KHTML was always designed and positioned as an embeddable browser engine. Mozilla deprecated the embedding of Gecko, so you have to fork and change the whole browser instead of just lifting the engine...
Moving for any modern language you know well to any other modern language will feel like that. You need to spend time learning. It has nothing to do with the what the language is capable of.
"I can code in X so I should be able to jump in to any other language and get to speed instantly." is obviously wrong.
Serialization for one thing. You can work with JSON extremely freely without creating weird serializable classes for every combination of data you might need to work with - eg, no class named "DoodadList" for when you want to de-serialize a JSON list (maybe that's a Unity3D thing?).
You can nest functions nicely and work with closures when it makes sense, if you like that sort of thing.
The async programming model is also really nice to work with.
You also don't need to create classes for every noun, verb, and adjective in your system either - when all you need is a function, you just write a function, not some weird object to hold it.
You also don't have to write a f after all of your decimal values to tell the silly compiler that you mean for 0.25 to be a float. (this one truly does not matter, but there are a lot of little things like this that add up)

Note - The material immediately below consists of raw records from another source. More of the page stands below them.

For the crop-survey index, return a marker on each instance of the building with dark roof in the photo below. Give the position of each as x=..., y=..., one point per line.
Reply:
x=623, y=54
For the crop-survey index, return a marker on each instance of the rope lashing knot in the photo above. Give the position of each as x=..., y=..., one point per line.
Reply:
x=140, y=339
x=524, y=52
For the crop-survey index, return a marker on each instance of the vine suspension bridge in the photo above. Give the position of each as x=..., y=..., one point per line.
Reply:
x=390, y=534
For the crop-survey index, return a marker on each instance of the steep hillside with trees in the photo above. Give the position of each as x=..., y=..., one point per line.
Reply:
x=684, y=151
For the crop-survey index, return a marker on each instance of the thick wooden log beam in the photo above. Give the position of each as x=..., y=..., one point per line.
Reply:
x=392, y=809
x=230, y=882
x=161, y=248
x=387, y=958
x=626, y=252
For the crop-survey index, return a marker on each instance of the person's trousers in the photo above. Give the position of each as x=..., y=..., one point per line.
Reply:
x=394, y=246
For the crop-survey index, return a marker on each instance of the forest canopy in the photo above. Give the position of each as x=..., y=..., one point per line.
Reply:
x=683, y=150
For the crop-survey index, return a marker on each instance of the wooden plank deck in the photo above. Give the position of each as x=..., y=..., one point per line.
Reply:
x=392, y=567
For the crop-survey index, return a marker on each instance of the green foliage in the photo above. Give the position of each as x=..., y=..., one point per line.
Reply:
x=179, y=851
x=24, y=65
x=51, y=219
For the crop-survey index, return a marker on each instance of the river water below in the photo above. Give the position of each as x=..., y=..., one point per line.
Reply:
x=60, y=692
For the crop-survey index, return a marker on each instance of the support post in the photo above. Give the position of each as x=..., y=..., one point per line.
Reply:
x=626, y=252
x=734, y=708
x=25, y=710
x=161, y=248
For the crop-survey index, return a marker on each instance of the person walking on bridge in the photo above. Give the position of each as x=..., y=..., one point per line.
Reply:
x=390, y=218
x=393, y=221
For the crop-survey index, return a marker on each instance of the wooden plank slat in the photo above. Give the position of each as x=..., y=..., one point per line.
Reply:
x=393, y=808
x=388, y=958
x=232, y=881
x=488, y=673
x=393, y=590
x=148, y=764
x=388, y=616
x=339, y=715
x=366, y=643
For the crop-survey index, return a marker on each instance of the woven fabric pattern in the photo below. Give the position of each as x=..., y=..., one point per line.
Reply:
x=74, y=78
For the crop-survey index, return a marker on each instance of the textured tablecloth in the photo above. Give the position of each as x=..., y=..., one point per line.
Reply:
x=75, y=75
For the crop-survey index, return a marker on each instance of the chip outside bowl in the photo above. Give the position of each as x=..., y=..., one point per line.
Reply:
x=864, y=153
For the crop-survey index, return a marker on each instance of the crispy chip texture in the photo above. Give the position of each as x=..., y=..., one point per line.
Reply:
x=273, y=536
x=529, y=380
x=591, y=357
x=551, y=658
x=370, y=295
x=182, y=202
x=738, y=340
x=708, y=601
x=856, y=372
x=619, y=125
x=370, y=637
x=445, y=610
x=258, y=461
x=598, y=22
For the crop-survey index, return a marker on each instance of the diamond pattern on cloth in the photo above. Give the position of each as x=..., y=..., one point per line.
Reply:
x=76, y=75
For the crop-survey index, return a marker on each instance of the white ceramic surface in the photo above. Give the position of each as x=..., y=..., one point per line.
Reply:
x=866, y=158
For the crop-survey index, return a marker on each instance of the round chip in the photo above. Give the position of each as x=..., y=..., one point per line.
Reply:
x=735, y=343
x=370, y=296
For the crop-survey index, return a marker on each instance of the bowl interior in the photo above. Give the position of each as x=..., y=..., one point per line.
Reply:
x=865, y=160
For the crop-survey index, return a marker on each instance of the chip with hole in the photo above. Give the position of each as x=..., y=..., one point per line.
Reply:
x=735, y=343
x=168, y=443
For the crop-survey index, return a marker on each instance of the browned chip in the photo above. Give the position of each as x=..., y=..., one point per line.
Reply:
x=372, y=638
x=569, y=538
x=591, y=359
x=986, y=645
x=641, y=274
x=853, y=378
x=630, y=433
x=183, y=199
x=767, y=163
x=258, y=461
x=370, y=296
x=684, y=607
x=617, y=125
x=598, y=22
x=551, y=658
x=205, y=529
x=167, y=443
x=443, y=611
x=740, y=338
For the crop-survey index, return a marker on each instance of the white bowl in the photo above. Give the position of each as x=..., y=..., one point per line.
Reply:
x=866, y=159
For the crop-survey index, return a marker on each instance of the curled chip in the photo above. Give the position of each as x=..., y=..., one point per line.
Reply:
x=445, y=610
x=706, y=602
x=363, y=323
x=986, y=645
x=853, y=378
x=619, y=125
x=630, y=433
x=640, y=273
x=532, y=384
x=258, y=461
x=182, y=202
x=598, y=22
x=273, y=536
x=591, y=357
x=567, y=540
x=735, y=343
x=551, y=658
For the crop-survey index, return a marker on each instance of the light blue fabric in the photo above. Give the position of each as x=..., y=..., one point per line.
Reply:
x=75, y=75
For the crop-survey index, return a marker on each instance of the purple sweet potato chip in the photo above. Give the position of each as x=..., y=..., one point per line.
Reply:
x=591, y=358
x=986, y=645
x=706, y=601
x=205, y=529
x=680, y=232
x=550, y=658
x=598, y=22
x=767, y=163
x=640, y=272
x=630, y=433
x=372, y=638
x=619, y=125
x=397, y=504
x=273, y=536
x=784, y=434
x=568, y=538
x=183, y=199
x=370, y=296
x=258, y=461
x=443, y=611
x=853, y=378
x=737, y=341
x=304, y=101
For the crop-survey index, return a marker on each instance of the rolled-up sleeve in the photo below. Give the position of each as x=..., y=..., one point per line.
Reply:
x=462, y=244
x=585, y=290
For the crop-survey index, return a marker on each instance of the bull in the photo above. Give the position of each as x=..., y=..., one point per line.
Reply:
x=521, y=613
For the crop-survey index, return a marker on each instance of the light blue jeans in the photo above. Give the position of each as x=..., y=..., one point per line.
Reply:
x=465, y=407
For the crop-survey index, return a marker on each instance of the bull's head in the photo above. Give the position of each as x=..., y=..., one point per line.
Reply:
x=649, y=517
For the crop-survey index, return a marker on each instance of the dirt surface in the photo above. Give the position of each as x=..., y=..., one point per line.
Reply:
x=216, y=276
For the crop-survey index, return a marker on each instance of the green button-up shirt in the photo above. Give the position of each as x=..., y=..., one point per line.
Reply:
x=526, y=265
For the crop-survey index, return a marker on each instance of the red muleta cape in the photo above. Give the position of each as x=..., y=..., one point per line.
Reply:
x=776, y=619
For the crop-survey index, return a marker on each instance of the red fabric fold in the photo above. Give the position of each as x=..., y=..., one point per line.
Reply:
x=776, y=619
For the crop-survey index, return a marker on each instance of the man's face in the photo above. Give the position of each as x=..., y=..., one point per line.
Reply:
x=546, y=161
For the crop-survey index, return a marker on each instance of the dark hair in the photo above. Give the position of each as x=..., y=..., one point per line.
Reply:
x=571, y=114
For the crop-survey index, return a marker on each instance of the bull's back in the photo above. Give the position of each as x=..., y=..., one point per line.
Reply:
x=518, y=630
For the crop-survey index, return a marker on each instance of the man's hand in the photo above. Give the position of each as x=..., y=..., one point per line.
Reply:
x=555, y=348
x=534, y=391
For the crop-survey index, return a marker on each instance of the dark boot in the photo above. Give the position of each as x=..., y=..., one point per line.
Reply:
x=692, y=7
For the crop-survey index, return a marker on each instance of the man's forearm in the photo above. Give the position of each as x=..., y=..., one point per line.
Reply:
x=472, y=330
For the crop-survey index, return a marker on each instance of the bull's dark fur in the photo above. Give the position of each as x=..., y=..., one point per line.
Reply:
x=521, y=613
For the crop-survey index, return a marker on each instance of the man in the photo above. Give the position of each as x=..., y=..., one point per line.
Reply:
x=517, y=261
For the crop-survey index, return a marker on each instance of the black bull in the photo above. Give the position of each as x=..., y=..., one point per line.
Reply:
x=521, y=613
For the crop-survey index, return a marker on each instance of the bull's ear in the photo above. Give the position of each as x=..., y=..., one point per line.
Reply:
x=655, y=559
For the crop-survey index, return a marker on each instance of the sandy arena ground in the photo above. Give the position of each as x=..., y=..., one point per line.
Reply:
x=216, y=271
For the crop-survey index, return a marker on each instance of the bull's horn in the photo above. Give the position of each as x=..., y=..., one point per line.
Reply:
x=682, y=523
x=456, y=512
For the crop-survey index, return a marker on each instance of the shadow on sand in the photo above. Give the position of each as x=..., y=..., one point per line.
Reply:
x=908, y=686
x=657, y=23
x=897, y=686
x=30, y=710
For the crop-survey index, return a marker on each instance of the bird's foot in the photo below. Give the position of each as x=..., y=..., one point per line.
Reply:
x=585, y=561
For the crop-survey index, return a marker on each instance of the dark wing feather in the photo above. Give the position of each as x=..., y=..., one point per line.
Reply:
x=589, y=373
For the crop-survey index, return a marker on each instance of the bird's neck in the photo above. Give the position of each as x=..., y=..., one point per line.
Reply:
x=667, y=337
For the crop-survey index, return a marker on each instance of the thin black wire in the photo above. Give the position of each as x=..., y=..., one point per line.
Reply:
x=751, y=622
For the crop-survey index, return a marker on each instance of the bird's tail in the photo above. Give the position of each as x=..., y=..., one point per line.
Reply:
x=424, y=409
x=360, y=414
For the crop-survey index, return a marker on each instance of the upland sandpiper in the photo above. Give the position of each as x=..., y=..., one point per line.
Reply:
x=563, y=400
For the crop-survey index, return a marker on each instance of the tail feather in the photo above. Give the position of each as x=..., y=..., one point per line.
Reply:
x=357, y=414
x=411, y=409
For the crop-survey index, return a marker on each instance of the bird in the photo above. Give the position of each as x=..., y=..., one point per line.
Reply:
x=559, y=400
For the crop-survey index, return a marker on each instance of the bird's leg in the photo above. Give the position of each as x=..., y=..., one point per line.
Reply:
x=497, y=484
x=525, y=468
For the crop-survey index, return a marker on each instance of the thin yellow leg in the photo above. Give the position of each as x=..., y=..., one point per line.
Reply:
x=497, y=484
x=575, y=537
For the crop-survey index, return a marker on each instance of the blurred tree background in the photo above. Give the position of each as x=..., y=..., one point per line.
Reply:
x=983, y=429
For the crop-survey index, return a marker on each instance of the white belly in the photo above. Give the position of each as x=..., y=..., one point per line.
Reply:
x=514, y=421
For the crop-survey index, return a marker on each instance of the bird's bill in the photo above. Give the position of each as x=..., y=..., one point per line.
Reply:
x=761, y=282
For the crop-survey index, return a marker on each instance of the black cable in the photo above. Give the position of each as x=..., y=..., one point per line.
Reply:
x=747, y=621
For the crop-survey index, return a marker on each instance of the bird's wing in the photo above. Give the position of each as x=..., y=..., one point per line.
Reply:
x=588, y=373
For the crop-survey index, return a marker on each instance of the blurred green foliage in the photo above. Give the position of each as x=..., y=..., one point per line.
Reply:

I know you can do a lot of that in C#, but its just so effortless in javascript. You just need to be more disciplined about how you code it
You are right about having to create a class to hold a function, that is annoying. But C# do support nested functions and closures. I don't really understand your other points. A literal 0.25 in C# will be parsed as a double precision. If you want it to be a float (less precision) you use the F postfix. But JavaScript doesn't even have the float/double distinction.
Expressions and functions for example. Assembler is really low level, it doesn't even have control structures. But C# seem to have everything JavaScript has and much more, so I just wondered why the parent post found JavaScript more expressive.
I joined Netscape on April 3, 1995 but in the server team, due to a temporary requisition shortage. I worked on what would eventually become HTTP 1.1, which we wanted to be more like SPDY or HTTP 2. Therefore I had only spare time to think about what became JS, and I used it to study HyperTalk, Logo, and other languages, not just Scheme or Self.
I finally got transferred to the client team one whole month later, in early May. Then I had ten days to demo-day.
Why do you feel compelled to make up a story? Because it sounds nicer to you to denigrate my work, it seems.
Not that you need it or anything, but I'd like to thank you for your work on Javascript - without it I might never have gotten started with programming.
So, thank you very much for laying down the foundation for a whole generation of new programmers!
He was... kind of. My understanding is Eich had been thinking for a while about the idea of bringing a version of Scheme into the browser. He was lured to work for Netscape by the promise that yes, he could do this. Unfortunately the business decision came down that the language's syntax had to approximate Java. So the semantics of the language had probably been settled in his mind for quite some time, but the syntax change still makes the 10 days an impressive feat. (And also explains a lot of the weirdness in JavaScript -- you're writing code and expecting it to behave like a C-like, but you're actually kind of writing quasi-Scheme and you don't know it.)
Friends from SGI recruited me (second attempt) in March 1995, I joined in early April but in the server group. I thought a lot -- but worked too little due to server commitments -- during the month of April, about "the scripting language" which was suggested to be Scheme when I was being recruited, but which by the time I joined could not be Scheme, due to the impending Java deal between Netscape and Sun.
Java meant either no scripting language, or a kid-brother language, which meant C-like syntax, primitive vs. object types as in Java, and other unfortunate consequences.
When I transferred to the client group in early May, I had to produce a demo very quickly. I chose first class functions and (barefly there at first) prototypes as the building blocks. The rest is history.
That's what I wrote, yeah. With constraints going from "Come do Scheme!" to "make it look like Java" and even "feel like Java" because interop, via what we hoped would come, and did in Netscape 3, as a JS/Java bridge called LiveConnect.
The Belgium Post built a whole web app+service architecture on LiveConnect.
Think of LiveConnect as "Active Scripting" on MS's platform, which enabled Java components to be developed and glued together by JS.